Parker v. State

336 So. 2d 426 (1976)

Robert Lowe PARKER, Appellant,
v.
STATE of Florida, Appellee.

No. AA-75.

District Court of Appeal of Florida, First District.

August 17, 1976.

Michael H. Stauder, Gamot & Stauder, West Palm Beach, for appellant.

Robert L. Shevin, Atty. Gen., Donald K. Rudser, Asst. Atty. Gen., for appellee.

*427 BOYER, Chief Judge.

Appellant was tried and convicted of rape, and his conviction was affirmed by this Court. (Parker v. State, Fla.App.1st 1974, 295 So. 2d 312) He thereupon filed a motion to vacate and set aside judgment and sentence, pursuant to Rule 3.850, RCrP, in which motion he alleges that one of the jurors at his trial voted for a conviction because of an improper reason. The trial court denied the motion, and this appeal followed.

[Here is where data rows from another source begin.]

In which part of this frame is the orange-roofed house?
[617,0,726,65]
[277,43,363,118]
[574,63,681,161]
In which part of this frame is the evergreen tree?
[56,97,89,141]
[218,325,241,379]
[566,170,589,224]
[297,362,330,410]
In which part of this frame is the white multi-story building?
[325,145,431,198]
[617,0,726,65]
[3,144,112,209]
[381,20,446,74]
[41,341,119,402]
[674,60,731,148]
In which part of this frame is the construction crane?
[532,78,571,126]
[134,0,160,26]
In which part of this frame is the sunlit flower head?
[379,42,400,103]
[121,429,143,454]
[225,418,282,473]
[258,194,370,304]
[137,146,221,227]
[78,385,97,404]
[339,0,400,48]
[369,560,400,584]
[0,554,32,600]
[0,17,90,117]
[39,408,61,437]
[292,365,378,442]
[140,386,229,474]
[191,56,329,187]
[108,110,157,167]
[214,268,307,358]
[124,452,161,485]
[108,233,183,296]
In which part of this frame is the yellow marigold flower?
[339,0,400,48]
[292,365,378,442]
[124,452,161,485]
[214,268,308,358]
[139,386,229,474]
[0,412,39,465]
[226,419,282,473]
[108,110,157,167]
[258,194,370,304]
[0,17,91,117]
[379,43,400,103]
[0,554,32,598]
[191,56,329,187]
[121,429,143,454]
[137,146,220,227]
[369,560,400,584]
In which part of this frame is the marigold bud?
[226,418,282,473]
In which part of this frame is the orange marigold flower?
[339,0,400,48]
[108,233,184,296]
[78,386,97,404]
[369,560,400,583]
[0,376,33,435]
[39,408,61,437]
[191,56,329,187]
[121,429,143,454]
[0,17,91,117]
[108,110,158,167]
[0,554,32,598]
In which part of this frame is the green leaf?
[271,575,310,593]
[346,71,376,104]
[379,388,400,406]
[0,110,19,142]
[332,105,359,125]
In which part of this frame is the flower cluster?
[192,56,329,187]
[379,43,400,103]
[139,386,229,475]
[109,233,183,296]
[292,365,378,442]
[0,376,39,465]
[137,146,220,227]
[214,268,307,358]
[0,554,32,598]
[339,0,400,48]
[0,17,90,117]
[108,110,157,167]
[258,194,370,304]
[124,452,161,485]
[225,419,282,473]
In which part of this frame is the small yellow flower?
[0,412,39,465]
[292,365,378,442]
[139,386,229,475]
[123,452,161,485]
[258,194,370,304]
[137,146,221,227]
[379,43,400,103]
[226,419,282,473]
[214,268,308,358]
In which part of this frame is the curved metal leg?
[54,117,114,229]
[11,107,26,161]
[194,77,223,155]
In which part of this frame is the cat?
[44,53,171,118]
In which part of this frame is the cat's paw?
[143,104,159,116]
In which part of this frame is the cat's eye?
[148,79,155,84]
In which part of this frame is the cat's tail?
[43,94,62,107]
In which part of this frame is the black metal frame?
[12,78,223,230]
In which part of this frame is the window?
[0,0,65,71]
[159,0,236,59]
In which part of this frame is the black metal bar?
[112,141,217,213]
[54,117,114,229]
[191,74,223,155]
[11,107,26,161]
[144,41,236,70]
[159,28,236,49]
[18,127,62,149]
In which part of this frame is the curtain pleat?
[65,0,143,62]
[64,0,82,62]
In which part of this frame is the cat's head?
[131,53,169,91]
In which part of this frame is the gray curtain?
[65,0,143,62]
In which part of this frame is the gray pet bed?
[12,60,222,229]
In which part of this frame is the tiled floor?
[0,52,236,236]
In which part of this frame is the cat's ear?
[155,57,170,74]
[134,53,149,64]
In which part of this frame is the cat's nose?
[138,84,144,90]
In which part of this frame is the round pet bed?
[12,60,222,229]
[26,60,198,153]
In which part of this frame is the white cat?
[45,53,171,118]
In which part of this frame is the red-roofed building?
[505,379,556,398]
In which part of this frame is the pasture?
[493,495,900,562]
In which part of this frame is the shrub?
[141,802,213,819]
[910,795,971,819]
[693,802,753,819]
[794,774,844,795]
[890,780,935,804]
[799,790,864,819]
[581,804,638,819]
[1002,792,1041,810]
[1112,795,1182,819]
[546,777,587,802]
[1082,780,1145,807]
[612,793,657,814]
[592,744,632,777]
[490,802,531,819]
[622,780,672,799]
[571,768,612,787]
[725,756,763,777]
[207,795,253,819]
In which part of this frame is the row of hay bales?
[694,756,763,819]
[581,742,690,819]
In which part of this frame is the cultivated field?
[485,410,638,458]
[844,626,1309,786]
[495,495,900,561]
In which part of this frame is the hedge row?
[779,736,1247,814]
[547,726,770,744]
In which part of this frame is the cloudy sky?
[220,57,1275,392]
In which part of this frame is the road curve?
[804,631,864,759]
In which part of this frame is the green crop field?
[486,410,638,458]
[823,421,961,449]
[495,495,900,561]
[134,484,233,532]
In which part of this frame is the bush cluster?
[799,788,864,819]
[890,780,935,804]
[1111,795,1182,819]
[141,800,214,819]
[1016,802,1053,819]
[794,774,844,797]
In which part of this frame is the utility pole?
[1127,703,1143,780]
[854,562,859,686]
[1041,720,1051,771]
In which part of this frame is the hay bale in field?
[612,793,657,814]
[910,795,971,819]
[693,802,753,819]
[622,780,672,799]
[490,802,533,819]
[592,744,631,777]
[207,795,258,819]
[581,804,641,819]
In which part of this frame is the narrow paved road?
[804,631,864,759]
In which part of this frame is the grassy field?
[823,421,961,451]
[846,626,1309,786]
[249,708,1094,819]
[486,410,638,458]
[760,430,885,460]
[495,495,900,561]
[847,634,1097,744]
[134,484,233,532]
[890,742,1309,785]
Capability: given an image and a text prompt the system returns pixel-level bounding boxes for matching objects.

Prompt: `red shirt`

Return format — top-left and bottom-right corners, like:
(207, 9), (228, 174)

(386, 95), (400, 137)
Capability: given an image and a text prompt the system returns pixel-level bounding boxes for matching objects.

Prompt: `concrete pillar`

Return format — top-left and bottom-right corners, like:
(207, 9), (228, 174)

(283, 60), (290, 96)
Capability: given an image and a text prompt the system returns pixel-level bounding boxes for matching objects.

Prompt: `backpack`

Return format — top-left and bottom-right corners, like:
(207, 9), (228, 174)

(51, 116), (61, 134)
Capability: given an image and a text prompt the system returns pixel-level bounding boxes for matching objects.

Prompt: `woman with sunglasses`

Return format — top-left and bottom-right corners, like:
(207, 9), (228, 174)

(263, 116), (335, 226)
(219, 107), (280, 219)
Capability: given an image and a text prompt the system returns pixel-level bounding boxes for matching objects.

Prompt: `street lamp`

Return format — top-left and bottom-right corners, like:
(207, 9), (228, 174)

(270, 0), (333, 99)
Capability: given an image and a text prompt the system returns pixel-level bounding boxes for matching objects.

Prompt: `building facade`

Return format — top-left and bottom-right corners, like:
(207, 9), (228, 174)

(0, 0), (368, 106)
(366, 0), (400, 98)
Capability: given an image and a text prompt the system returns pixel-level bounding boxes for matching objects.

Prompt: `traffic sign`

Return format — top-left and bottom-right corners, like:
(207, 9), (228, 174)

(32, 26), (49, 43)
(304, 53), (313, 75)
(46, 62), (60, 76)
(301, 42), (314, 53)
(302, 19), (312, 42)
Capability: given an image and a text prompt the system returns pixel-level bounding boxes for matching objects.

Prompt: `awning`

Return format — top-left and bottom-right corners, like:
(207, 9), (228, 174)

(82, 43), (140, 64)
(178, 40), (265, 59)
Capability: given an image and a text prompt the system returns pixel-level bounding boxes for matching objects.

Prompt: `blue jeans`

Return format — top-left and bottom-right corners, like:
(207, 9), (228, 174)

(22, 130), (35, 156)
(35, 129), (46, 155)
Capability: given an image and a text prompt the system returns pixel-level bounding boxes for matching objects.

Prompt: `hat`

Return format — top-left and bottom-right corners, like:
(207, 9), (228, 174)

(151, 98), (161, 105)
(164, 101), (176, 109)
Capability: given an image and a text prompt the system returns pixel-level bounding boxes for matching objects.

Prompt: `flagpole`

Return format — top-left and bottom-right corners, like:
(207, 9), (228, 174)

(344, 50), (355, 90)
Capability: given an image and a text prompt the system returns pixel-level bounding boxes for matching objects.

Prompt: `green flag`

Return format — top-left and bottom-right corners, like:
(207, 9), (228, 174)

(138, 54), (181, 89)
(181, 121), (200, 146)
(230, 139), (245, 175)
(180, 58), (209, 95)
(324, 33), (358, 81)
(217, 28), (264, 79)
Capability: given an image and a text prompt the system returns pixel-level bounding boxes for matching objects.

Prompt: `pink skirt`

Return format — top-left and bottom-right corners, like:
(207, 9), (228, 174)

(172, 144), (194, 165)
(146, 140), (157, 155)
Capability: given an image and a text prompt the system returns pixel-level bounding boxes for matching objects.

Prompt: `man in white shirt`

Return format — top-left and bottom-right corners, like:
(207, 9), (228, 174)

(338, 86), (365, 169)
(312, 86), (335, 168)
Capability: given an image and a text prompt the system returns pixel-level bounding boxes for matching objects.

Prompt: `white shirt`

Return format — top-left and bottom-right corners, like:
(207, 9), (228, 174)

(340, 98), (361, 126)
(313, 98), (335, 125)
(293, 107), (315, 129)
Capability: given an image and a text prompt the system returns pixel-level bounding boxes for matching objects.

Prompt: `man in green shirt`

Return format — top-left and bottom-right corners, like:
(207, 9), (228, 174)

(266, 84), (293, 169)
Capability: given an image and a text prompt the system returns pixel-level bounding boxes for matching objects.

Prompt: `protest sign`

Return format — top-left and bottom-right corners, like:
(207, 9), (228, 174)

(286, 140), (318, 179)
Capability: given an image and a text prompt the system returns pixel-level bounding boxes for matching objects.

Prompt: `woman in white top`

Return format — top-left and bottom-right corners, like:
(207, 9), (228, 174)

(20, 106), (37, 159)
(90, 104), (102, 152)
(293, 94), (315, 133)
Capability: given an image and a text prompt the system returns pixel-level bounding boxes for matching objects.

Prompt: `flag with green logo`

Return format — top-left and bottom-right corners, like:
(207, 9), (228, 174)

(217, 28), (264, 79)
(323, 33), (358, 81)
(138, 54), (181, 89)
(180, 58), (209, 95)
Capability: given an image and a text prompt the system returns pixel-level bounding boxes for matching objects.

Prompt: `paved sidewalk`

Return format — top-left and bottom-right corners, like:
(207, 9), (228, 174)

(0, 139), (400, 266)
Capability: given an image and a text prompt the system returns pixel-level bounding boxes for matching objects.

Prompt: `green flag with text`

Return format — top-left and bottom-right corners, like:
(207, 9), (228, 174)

Attached to the motion to vacate was an affidavit of a 70 year old juror, Sadie B. Johnson, who averred that at 10:00 p.m. on the evening that the jury retired to ponder its verdict, the bailiff came with instructions from the judge that if a decision was not reached within five minutes, the jury would be locked up for the night. Not knowing what confinement meant, Mrs. Johnson, according to the affidavit, became fearful, changed her mind, and voted guilty in order to be able to go home that night. However, at a hearing held on the motion to vacate, Mrs. Johnson retracted the pertinent allegations in her affidavit, but instead claimed that she overheard two women jurors saying that it was possible that the jury might have to be locked up for the night. While she stated that the basic reason for her change in vote from not guilty to guilty was the fear of being locked up, she admitted on questioning from the court that she had also become disturbed about the verdict in the case upon learning of the length of the sentence that had been imposed.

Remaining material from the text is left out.